Gleichwohl: Der Verein hat sich im März 2015 in einer bis dahin kaum bekannten Nische der Flüchtlingshilfe gegründet: Er unterstützt syrische Flüchtlinge finanziell, logistisch und durch Verpflichtungserklärungen. Der Familiennachzug von Syrien nach Deutschland ist schwer geworden, weil er an den Flüchtlingsstatus gebunden ist, den allerdings immer weniger der nach Deutschland geflüchteten Syrer bekommen. „Sie haben keine Möglichkeit mehr, ihre Angehörigen herzuholen“, erklärt Keune. „Es sei denn auf unserem Weg über eine Bürgschaft.“
Eine nicht ganz unkomplizierte Geschichte: Die Person, die ihre Familienmitglieder nach Deutschland holen will, die sogenannte Referenzgeber*in, muss seit einem Jahr in Deutschland gemeldet sein.
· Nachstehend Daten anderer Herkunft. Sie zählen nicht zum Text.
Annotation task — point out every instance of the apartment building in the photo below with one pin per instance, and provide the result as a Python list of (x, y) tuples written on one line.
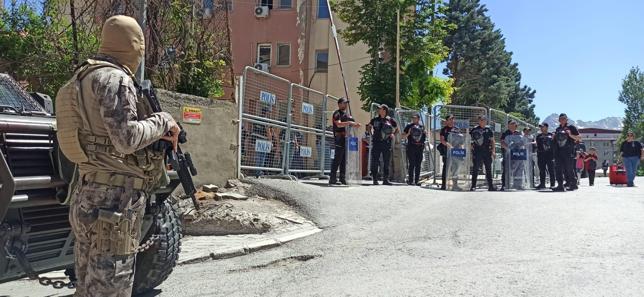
[(293, 39), (604, 140)]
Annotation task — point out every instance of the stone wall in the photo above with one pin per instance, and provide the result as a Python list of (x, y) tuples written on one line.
[(212, 143)]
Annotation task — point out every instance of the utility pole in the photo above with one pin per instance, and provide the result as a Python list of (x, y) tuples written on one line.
[(398, 58), (72, 11), (142, 7)]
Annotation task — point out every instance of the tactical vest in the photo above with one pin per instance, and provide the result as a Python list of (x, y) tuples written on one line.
[(546, 143), (384, 127), (82, 135), (477, 137), (416, 133), (562, 139)]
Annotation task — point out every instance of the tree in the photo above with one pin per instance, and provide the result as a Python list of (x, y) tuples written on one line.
[(480, 65), (38, 44), (38, 48), (422, 31), (632, 95), (521, 101)]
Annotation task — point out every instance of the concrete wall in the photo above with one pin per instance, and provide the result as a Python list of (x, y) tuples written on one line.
[(211, 143), (281, 26)]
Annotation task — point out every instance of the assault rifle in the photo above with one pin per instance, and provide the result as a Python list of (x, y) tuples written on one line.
[(180, 162)]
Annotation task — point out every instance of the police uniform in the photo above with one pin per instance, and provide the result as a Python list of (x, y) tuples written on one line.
[(565, 157), (545, 159), (106, 131), (483, 150), (442, 149), (340, 137), (383, 128), (415, 147), (503, 150)]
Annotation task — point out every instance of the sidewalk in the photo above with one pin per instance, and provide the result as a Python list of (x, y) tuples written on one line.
[(196, 249)]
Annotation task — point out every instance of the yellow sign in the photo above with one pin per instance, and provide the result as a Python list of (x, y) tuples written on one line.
[(192, 115)]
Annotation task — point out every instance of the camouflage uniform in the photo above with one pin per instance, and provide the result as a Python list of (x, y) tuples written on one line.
[(117, 174)]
Nicht irgendwo in Deutschland, sondern in einem von fünf Bundesländer. Zwei Jahre nach der sogenannten Flüchtlingswelle gibt es von den dreizehn Landesaufnahmeprogrammen, die in allen Bundesländern – bis auf Bayern – existierten, nur noch fünf. Lediglich in Berlin, Brandenburg, Hamburg, Schleswig-Holstein und Thüringen besteht noch die Möglichkeit, mit Bürgschaften Angehörige syrischer Flüchtlinge herzuholen.
Keunes Verein kümmert sich dabei um Berlin und Brandenburg. Die Idee kam ihm, weil er die Lösung für ein Problem suchte. Im November 2014 hatten er und seine Frau zwei junge Syrer in der alten Jugendwohnung ihrer Söhne untergebracht. Die beiden Männer machten sich, der geglückten Flucht zum Trotz, Sorgen um ihre Eltern, die sie in Syrien unter IS-Bedrohung zurückgelassen hatten. Keune fand heraus, dass man eine Verpflichtungserklärung, damals noch unbefristet – jetzt sind es fünf Jahre – unterschreiben kann, damit alle Kosten übernimmt und so die Eltern nach Deutschland holen kann. „Ich habe mir den Zettel mit den Bedingungen durchgelesen“, sagt Keune, „und habe gedacht: So bescheuert kann man nicht sein. Das ist eine so hohe Belastung für einen Einzelnen, dass man diesen Weg kaum gehen kann.“
Dann traf er den Rechtsanwalt Ulrich Karpenstein, der schon einen Miniverein gegründet hatte mit dem Ziel, selbst die Bürgschaft zu unterschreiben, das Geld aber zu gleichen Teilen auf alle fünf Mitglieder zu verteilen. „Super“, sagte sich Martin Keune, „aber es müssten nicht fünf Menschen sein, die Geld zusammenbringen, sondern 5.000. Dann könnten wir auch vielen anderen sagen: Ihr könnt unterschreiben, 5.000 Menschen stehen für die Verpflichtung ein.“ So war das Projekt Flüchtlingspaten Syrien e. V. geboren. „Aus den zwei Leuten, für die ich damals unterschrieben habe, sind jetzt 205 geworden“, sagt Keune stolz.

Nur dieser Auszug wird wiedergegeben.